As Decepcionantes Adaptações Para O Cinema

Analfabetismo Funcional terça-feira, 23 de março de 2010

Decepção e frustração são alguns dos sentimentos que acometem muitas pessoas ao assistir um filme fruto de adaptação de um livro que já tenha lido. Claro que nem sempre é assim, e podemos mencionar exceções em que a obra cinematográfica chega a passar ou igualar o sucesso de sua fonte no papel, como as séries Harry Potter e O Senhor dos Anéis (lembre-se: sucesso comercial não é igual a qualidade). Todavia, convenhamos que as decepções são bem mais freqüentes que os filmes que fazem jus à sua origem literária. Por que será que isso é tão comum?

Já pensei um pouco a respeito e cheguei a algumas conclusões para justificar o fato de tanto se criticar as adaptações de obras literárias para o cinema. O primeiro motivo é evidente: a película pode ser realmente ruim, mal adaptada à tão peculiar linguagem do cinema, mal dirigida, mal produzida, enfim, os motivos são diversos para levar um filme à lista dos fracassos. Quanto a esse aspecto não há muito o que se discutir. Se o filme é malfeito, pouca influência tem nisso o fato de ser baseado num livro.

O segundo motivo, e menos óbvio que o primeiro, é o nosso inconsciente. Sim, o famigerado inconsciente. Por quê? Pense comigo, você lê um livro, dedica horas àquelas páginas imaginando cenários, rostos, corpos, vozes, roupas, forma de caminhar, olhares de reprovação ou angústia, até mesmo a trilha de suspense você toca na sua cabeça. A partir daí a obra deixa de ser só do escritor para ser uma colaboração da provocação dele com a sua imaginação. Eis que anunciam a gravação do filme baseado naquele livro que você leu e adorou (ou não). Nesse momento já começa a ser gerada uma expectativa na sua cabecinha.

Meses depois, lá está você na sala do cinema. Porém, lamentavelmente (ou não?) é tudo diferente daquilo que você imaginou. Ora meu amigo, um dia falou um sábio: “Cada cabeça é um mundo”, e muito provavelmente, a cabeça do diretor do filme está em outra galáxia, bem como a do autor do livro e da mesma forma a da pessoa sentada ao seu lado. O ator escolhido para o papel do protagonista não parece nem um pouco com o “seu” personagem principal do livro, tampouco o dragão que você imaginava ter um visual mais simpático e com a pele mais hidratada parece com o monstrinho feito pelo pessoal da computação gráfica. Em outras palavras, seu inconsciente está preparado para algo que ele construiu e quando o filme apresenta outra realidade, você (e eu também) se decepciona e desce o pau no filme, diz que o livro é muito melhor e blá blá blá…
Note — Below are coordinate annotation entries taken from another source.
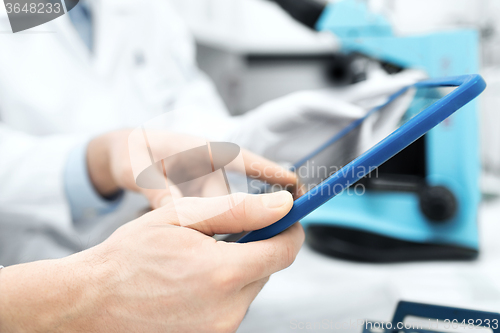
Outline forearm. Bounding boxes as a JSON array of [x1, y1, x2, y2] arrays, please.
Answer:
[[0, 255, 105, 333]]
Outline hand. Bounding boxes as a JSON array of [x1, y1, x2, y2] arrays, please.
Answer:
[[0, 191, 304, 333], [87, 130, 298, 209]]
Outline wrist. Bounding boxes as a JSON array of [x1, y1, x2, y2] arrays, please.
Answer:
[[87, 134, 120, 198]]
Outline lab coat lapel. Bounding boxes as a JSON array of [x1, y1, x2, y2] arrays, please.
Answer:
[[48, 10, 92, 67]]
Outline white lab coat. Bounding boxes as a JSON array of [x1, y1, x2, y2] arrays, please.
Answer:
[[0, 0, 226, 265]]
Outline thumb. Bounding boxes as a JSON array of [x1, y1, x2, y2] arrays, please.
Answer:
[[146, 191, 293, 236]]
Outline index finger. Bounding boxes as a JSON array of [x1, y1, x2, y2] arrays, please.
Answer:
[[217, 223, 305, 287]]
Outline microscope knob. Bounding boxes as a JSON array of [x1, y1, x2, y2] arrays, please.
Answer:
[[420, 186, 458, 222]]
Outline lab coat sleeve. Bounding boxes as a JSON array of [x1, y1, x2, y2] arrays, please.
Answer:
[[0, 123, 81, 232], [64, 142, 124, 223]]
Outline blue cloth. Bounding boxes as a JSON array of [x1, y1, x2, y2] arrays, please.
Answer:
[[68, 1, 94, 51], [64, 142, 123, 222]]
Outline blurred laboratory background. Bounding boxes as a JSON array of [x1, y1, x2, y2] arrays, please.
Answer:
[[164, 0, 500, 332]]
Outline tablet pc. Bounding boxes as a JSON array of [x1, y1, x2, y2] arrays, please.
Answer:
[[236, 75, 486, 243]]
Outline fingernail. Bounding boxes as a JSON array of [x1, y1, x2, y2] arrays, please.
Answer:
[[262, 191, 292, 209]]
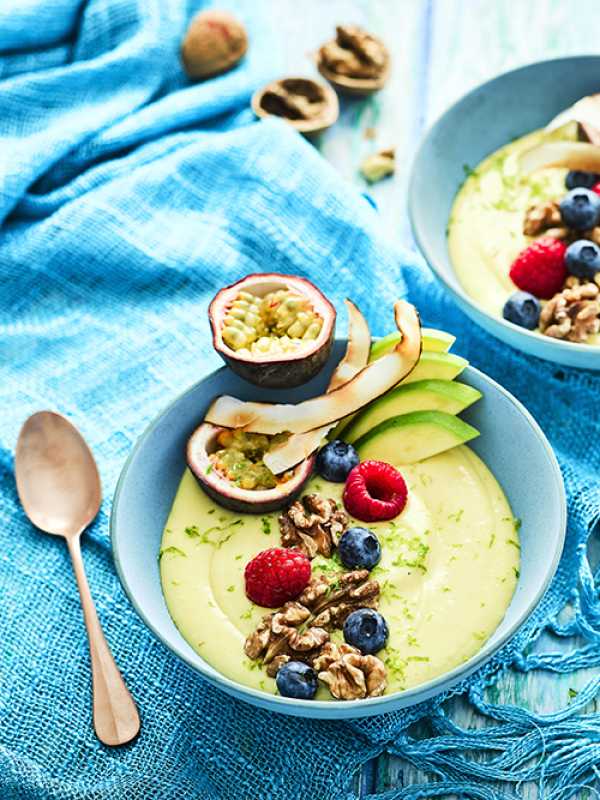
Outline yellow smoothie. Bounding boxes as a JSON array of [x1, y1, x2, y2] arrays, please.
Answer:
[[448, 130, 600, 345], [159, 445, 519, 700]]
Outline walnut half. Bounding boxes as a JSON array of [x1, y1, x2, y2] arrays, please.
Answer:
[[314, 642, 387, 700], [540, 277, 600, 342], [279, 494, 348, 558], [244, 569, 379, 678]]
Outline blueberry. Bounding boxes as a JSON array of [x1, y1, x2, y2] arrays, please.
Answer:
[[565, 169, 600, 189], [502, 292, 542, 331], [338, 528, 381, 569], [317, 439, 360, 483], [565, 239, 600, 281], [344, 608, 389, 655], [275, 661, 318, 700], [560, 189, 600, 231]]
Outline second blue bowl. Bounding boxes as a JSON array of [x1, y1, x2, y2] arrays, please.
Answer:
[[408, 56, 600, 369]]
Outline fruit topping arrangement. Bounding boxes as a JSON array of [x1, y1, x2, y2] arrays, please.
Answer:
[[503, 108, 600, 343], [187, 276, 490, 700]]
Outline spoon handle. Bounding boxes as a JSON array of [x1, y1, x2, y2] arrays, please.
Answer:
[[67, 536, 140, 745]]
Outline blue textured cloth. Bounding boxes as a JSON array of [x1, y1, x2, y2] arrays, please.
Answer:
[[0, 0, 600, 800]]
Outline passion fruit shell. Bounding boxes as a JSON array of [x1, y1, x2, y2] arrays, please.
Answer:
[[186, 422, 315, 514], [208, 272, 336, 389]]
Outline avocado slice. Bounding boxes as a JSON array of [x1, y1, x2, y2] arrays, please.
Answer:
[[401, 352, 469, 385], [369, 328, 456, 361], [343, 379, 481, 443], [328, 352, 469, 440], [354, 411, 479, 465]]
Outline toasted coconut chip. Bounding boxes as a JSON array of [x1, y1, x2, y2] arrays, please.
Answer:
[[206, 300, 421, 434], [263, 300, 371, 475], [546, 94, 600, 145], [327, 300, 371, 392], [519, 142, 600, 173]]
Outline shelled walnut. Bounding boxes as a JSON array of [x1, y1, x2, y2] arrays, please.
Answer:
[[279, 494, 348, 558], [317, 25, 390, 94], [540, 276, 600, 342], [244, 570, 379, 677], [313, 642, 387, 700], [523, 200, 567, 238]]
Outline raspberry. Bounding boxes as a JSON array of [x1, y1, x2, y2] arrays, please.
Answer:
[[244, 547, 311, 608], [510, 236, 567, 300], [344, 461, 408, 522]]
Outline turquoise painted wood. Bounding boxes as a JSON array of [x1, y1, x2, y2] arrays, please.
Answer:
[[276, 0, 600, 800]]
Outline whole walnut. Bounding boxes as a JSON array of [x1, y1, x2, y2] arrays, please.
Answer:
[[181, 11, 248, 78]]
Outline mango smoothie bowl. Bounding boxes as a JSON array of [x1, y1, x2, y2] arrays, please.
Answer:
[[409, 57, 600, 369], [112, 275, 564, 718]]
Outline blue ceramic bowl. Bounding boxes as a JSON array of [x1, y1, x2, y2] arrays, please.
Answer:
[[111, 340, 566, 719], [409, 56, 600, 369]]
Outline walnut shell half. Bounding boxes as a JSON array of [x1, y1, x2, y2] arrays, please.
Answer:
[[252, 77, 340, 134]]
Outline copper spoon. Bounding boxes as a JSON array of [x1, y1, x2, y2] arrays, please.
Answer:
[[15, 411, 140, 745]]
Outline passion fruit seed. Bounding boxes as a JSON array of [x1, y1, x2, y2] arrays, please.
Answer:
[[210, 430, 292, 490], [222, 289, 323, 355]]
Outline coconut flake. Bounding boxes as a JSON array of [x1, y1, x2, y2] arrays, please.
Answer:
[[263, 300, 371, 475]]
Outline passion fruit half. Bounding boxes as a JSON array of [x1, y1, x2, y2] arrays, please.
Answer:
[[208, 272, 336, 389], [186, 422, 315, 514]]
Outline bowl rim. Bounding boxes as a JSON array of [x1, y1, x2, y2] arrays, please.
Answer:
[[407, 53, 600, 354], [109, 358, 567, 719]]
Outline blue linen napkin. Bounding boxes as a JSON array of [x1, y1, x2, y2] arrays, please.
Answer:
[[0, 0, 600, 800]]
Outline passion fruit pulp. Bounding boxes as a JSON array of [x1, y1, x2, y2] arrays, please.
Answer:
[[208, 273, 336, 388], [186, 423, 314, 514]]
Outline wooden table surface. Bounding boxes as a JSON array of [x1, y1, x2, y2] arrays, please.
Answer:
[[274, 0, 600, 800]]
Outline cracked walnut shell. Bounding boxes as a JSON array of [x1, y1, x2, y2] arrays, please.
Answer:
[[181, 10, 248, 79], [252, 77, 340, 134], [279, 494, 349, 558], [317, 25, 390, 95]]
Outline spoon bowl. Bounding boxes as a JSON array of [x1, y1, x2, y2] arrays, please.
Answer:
[[15, 411, 140, 745], [15, 411, 102, 537]]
Cabe fazer um comentário em relação às adaptações de HQs. Em primeiro lugar, em geral sofrem as mesmas dificuldades das adaptações dos livros, ainda que a imaginação dos aspectos físicos da história seja limitada em função da presença dos desenhos. Em segundo lugar, destaco que ainda assim elas (as filmagens de personagens de HQs) têm sido as de maior aprovação e sucesso, o que talvez seja explicado pelo fanatismo dos espectadores (muito embora isso possa ser um pouco contraditório). Mas onde quero chegar é no terceiro ponto: Sin City. Na minha singela opinião, é uma das melhores adaptações para cinema. O motivo é simples: atende minhas expectativas como leitor/fã da série, ou seja, é muito fiel à sua fonte de origem. Acredito que o grande trunfo do diretor Robert Rodriguez foi convidar como co-diretores o genial bastardo boneco de Olinda, Quentin Tarantino, e ninguém menos que Frank Miller – o próprio criador da “Cidade do Pecado”. Até os atores foram escolhidos minuciosamente para serem o mais parecidos possível com suas versões de tinta e papel.
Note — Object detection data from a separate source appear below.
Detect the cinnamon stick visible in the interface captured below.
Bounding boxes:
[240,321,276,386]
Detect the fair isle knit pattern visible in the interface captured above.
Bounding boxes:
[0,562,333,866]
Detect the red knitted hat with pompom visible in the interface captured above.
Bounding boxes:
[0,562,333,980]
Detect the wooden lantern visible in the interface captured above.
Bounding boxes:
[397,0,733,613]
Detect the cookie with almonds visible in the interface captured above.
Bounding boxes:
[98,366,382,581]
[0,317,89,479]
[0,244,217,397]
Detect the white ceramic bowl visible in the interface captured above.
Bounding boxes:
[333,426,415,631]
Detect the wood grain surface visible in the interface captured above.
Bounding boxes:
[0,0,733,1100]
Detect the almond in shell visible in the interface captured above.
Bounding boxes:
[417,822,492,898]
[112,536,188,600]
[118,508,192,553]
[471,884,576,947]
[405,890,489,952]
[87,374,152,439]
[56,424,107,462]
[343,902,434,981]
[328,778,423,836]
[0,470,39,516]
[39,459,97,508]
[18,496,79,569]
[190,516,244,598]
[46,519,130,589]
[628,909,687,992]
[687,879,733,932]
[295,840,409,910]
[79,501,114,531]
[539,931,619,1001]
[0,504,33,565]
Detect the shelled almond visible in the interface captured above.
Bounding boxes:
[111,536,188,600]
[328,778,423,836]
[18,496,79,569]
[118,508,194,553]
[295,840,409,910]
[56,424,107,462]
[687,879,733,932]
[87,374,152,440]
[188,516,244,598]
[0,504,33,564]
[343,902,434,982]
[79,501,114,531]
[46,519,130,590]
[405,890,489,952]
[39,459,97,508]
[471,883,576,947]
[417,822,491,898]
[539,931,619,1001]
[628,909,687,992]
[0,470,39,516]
 Sin City – Extrema fidelidade à obra original

Muita gente não gostou da proposta, mas tenho certeza que a maioria dos fãs de Sin City e HQ gostou. Trocando em miúdos, pode parecer uma limitação à criatividade, contudo, indubitavelmente, a fidelidade às obras originais é uma eficaz receita de sucesso às adaptações às telonas.

Pra finalizar, faço uma proposta: da próxima vez que for assistir um filme cuja história já conheça, tente, na medida do possível, ir vê-lo sem expectativas, tentando entender e aceitar a “interpretação pessoal” (perdoe-me a redundância) do seu diretor. Mais: lembre-se que cinema e literatura são artes distintas, embora possam conviver harmoniosamente. Mundos diferentes, linguagens diferentes, tempos diferentes, portanto, interpretações diferentes. Deixemos os preconceitos e as expectativas em casa, ¿vale?